Uma experiência instigante

Ainda que se pareça bastante, como dito, com outros puzzle conhecidos, é importante destacar que Spider se diferencia da maioria deles principalmente em termos de liberdade. Claro que há caminhos bem definidos e o ambiente não é tão extenso ou variado assim, mas o jogo permite que se construa uma rota de ação da forma como o jogador achar melhor, principalmente aquele que adora buscar o 100% de cada fase, de cada área.

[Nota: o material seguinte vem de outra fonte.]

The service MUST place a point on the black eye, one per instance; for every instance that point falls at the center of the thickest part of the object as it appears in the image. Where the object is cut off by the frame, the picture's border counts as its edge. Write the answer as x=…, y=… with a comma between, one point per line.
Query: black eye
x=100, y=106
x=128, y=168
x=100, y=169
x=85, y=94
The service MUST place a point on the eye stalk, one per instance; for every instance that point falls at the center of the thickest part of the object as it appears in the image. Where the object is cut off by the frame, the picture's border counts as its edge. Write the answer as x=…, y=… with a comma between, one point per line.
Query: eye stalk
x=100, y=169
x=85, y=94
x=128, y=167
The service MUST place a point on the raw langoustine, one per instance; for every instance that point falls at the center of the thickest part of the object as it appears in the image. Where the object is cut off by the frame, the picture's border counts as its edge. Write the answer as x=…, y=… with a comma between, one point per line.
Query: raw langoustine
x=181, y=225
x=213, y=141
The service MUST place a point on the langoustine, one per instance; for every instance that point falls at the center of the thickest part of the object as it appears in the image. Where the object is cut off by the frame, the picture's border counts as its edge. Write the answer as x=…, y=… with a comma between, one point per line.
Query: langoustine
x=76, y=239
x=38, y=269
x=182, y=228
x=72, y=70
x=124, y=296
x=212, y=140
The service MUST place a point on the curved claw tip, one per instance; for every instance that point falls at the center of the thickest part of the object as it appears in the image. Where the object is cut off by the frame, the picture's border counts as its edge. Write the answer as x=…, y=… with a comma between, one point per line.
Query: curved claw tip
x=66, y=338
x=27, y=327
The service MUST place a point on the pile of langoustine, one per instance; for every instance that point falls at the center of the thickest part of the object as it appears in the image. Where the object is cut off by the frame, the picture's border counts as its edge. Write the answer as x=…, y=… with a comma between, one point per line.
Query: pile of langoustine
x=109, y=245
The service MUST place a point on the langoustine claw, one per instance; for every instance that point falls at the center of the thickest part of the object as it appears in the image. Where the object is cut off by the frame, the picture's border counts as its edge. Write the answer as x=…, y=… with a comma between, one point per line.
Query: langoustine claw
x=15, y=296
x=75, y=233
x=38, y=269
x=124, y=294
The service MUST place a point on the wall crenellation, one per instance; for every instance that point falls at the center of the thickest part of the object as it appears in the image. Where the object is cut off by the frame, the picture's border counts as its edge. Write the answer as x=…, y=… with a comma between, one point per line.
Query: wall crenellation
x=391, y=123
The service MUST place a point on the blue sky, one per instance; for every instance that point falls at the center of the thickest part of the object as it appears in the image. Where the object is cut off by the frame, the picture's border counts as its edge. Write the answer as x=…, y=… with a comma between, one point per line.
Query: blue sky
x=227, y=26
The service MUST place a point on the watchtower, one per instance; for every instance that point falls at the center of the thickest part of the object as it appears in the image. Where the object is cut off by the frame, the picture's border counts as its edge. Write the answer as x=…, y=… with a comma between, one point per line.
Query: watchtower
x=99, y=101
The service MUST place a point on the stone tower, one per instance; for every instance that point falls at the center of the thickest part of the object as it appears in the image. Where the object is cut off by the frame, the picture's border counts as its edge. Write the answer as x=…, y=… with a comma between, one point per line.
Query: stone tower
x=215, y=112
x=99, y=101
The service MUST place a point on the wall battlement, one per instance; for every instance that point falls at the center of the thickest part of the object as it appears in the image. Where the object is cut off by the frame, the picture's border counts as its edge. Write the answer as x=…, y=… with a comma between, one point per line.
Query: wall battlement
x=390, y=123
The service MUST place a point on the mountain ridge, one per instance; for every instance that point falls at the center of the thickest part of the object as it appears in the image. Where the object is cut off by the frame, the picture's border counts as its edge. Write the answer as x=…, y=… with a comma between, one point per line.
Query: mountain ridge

Evidentemente, a criação de teias é o elemento mais divertido aqui. Basicamente, a proposta é estabelecer figuras geométricas fechadas usando um número limitado de fios de teia disponíveis que variam de acordo como a quantidade de insetos comidos. E, de fato, falo de simples triângulos até eneágonos (e outras figuras que só mesmo consultando o Google ou aquele caderninho velho da escola para saber o nome pelo número de lados).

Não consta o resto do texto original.